The lower likelihood of Black and Hispanic participants to report intending to obtain a COVID-19 vaccine when available is disconcerting, especially given the COVID-19 mortality disparities with much higher rates among Black and Hispanic patients in the US [25, 26]. A sub-analysis among respondents who did not plan to obtain a COVID-19 vaccine indicated that Blacks, compared to Whites, were almost twice as likely to report concerns about becoming infected from the vaccine. In contrast, Whites, compared to other racial/ethnic groups, were more than twice as likely to report that one of the reasons for not intending to get a vaccine was that “the coronavirus outbreak is not as serious as some people say it is.” These findings are from a subsample and highlight the importance of studies examining racial/ethnic differences in vaccine intentions.
These data suggest that public health campaigns for vaccine uptake should assess in greater detail the vaccine concerns of Black and Hispanic US residents to tailor vaccine uptake programs.
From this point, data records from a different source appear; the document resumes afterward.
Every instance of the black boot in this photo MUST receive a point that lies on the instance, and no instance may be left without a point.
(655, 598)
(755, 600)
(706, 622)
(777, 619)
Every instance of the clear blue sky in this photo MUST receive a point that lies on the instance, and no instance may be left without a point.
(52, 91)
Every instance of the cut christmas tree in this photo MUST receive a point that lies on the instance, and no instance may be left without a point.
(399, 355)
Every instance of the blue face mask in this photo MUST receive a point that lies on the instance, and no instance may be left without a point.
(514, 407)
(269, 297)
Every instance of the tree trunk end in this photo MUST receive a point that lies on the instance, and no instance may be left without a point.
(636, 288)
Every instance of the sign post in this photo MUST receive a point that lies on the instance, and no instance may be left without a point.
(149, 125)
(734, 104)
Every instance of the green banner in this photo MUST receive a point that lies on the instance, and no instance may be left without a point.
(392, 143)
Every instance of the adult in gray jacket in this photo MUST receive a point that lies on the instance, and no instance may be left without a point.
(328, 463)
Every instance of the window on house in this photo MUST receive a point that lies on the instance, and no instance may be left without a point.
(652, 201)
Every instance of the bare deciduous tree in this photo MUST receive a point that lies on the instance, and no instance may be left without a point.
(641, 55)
Future research should longitudinally examine whether social distancing and mask usage policies enacted by states, counties, and cities have an impact on vaccine hesitancy as well as monitor vaccine hesitancy in real-time to help predict levels of vaccine uptake and inform future public health campaigns aiming to improve vaccination rates. A high degree of hope has been placed on a vaccine to eradicate SARS-CoV-2. However, unless there are active and targeted campaigns to foster vaccine uptake and access, the public health impact of an effective vaccine is uncertain.